Non poteva credere che fosse trascorsa soltanto mezz'ora dal suo arrivo in ufficio. Sembrava passata un'eternità da quando si era seduta dietro la disordinata scrivania. Si rimproverò mentalmente per aver guardato l'orologio. Pensava che fosse già molto più tardi: la pausa pranzo era ancora lontanissima. Quella delusione avrebbe contribuito ad aumentare la sua malinconia, in quell'uggiosa giornata d'autunno. Nonostante il maltempo, avrebbe desiderato con tutto il cuore correre fuori, a ballare e cantare sotto la pioggia, incurante degli sguardi stupiti che i passanti le avrebbero rivolto. [...]
Leda guardò nuovamente i volti attorno a sé. Visi scuri, nervosi, arrabbiati, annoiati. Era quella la normalità? Alzarsi al mattino contando i minuti che ti separano alle sei di sera? Cercare di non guardare l'orologio per non rendersi conto che le ore non passano mai? Eseguire ogni giorno gli stessi movimenti, prendere ordini da superiori che ridono di te e t' impongono regole che poi sono i primi a non rispettare? Strinse i pugni. 'Questa non è vita,' pensò. [...] Erano le sei di sera, l'ora in cui i prigionieri venivano lasciati liberi, almeno fino al mattino seguente. Leda non poteva credere ai propri occhi. Riordinò frettolosamente i documenti ancora sparsi per il tavolo, spense il computer, indossò il cappotto (sapeva che all'esterno, diversamente da quell'ambiente soffocante, c'era freddo), e s'avviò verso l'uscita. Notò che nessun altro si era ancora alzato per andarsene; forse avevano del lavoro arretrato di cui occuparsi.
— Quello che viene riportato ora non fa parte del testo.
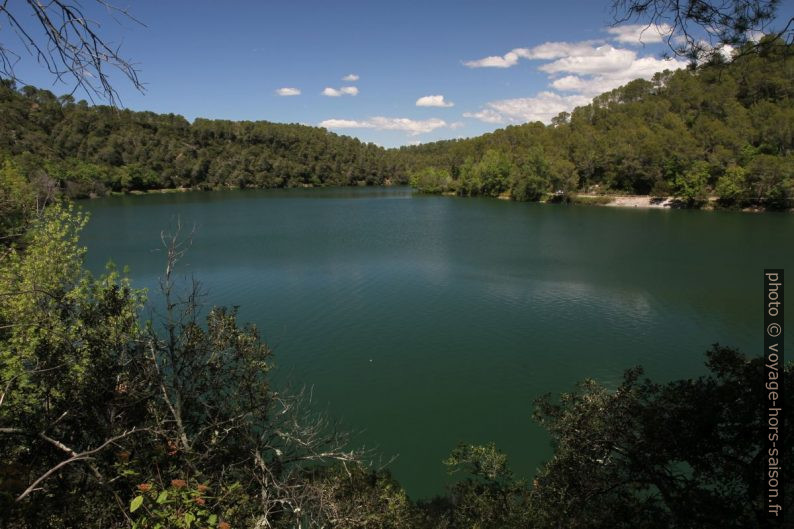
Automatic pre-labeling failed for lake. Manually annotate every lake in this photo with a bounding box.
[81,188,794,497]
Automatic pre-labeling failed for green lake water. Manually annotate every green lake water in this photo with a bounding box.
[81,188,794,497]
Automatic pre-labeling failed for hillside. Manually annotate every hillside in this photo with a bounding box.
[400,38,794,207]
[0,41,794,208]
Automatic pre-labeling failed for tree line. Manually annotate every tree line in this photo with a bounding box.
[0,81,405,198]
[400,39,794,208]
[0,145,794,529]
[0,39,794,209]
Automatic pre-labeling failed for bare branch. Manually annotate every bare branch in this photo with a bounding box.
[0,0,144,105]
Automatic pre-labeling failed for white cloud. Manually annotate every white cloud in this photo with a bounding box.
[463,41,593,68]
[607,24,673,44]
[276,86,301,96]
[463,108,505,123]
[464,92,590,123]
[463,51,518,68]
[538,44,637,74]
[463,32,687,123]
[319,116,457,136]
[416,95,455,107]
[323,86,358,97]
[550,57,686,97]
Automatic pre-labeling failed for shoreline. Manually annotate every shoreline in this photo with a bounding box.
[79,183,780,213]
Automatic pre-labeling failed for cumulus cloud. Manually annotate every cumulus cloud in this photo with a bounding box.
[319,116,455,136]
[323,86,358,97]
[416,95,455,107]
[464,92,590,123]
[276,86,301,96]
[607,24,673,44]
[463,108,505,123]
[463,26,686,123]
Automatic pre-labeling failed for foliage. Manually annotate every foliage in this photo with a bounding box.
[533,345,794,529]
[0,81,407,197]
[398,38,794,209]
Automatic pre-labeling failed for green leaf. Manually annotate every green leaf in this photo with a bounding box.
[130,496,143,512]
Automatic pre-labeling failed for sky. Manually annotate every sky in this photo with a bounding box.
[7,0,794,147]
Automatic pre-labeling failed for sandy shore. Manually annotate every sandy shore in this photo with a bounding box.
[606,195,673,208]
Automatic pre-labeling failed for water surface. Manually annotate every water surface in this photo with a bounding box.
[82,188,794,496]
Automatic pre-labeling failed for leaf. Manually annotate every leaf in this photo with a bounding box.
[130,496,143,512]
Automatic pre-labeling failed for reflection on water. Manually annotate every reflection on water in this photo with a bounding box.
[83,188,794,496]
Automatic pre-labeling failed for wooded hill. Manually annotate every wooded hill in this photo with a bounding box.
[0,41,794,207]
[400,37,794,207]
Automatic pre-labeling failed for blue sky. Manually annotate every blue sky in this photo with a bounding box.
[10,0,791,146]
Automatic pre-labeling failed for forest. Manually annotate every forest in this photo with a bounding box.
[0,14,794,529]
[401,40,794,209]
[0,39,794,209]
[0,183,794,529]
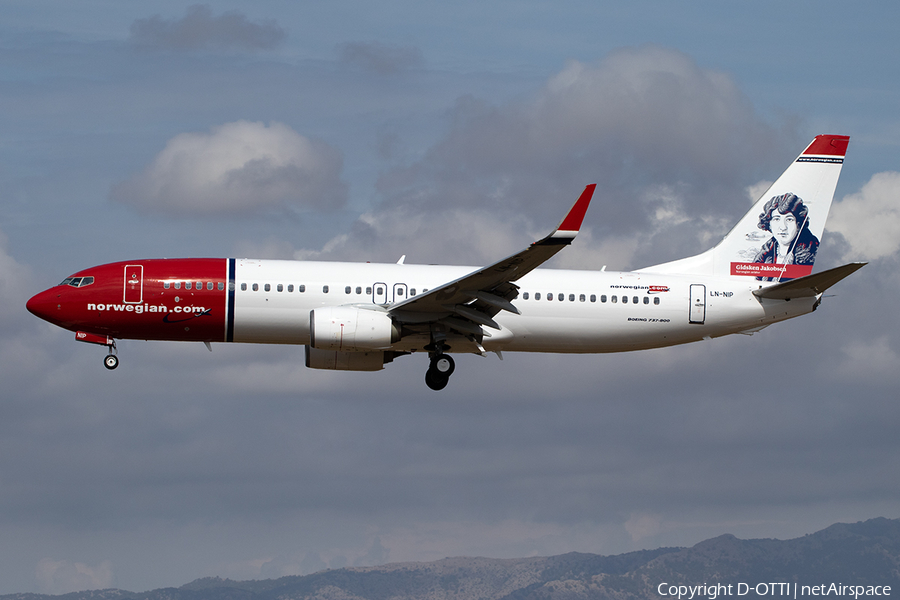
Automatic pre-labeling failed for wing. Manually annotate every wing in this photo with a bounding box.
[388,184,596,343]
[753,263,867,300]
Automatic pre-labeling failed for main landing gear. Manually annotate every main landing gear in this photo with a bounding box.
[425,352,456,391]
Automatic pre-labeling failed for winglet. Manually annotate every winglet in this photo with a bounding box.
[550,183,597,239]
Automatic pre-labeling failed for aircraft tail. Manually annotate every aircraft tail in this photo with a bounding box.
[641,135,850,281]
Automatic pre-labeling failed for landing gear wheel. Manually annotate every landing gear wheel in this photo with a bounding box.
[429,354,456,377]
[425,353,456,391]
[425,369,450,392]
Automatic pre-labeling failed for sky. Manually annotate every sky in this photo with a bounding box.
[0,0,900,594]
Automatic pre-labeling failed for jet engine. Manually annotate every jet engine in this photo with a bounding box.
[309,306,400,352]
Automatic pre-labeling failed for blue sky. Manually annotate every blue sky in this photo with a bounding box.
[0,1,900,593]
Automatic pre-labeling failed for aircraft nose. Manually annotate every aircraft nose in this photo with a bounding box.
[25,289,61,323]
Stava per salutare, quando una sua collega parlò.
“Ehi, vai già in pausa? Non hai proprio voglia di lavorare oggi, eh?”
Leda non allentò il passo, semplicemente ignorò quella frase insensata. Forse la collega era invidiosa per il fatto che lei, dato che era l'ultima arrivata, non aveva ancora la necessità di fare delle ore di straordinario.
“Dove vai di bello?”
Leda si arrestò non appena aprì la porta dell'ufficio. Davanti a lei c'era il responsabile, uno sguardo interrogativo sul volto.
“A casa,” rispose lei, alzando le spalle.
L'uomo rise, e Leda non riuscì a capire quello strano atteggiamento.
“Dai, fai presto a bere il caffè, ho del lavoro da farti fare,” riprese l'uomo.
Realizzò che Leda non sembrava capire il senso delle sue parole, così proseguì: “Ma... Ti senti forse male? È per questo che vuoi andare a casa?”
Leda cominciò a giocherellare nervosamente con una ciocca di capelli.
“No...” mormorò la ragazza. “Sono le sei, la giornata è finita, torno a casa...”
L'uomo rise nuovamente.
“Certo che sei proprio strana, oggi! Ti piacerebbe che fosse già terminata la giornata, vero? Purtroppo per te, non sono neanche le dieci del mattino!”
Leda rimase in silenzio. Osservò a lungo il viso dell'uomo davanti a lei: sembrava serio e per nulla divertito.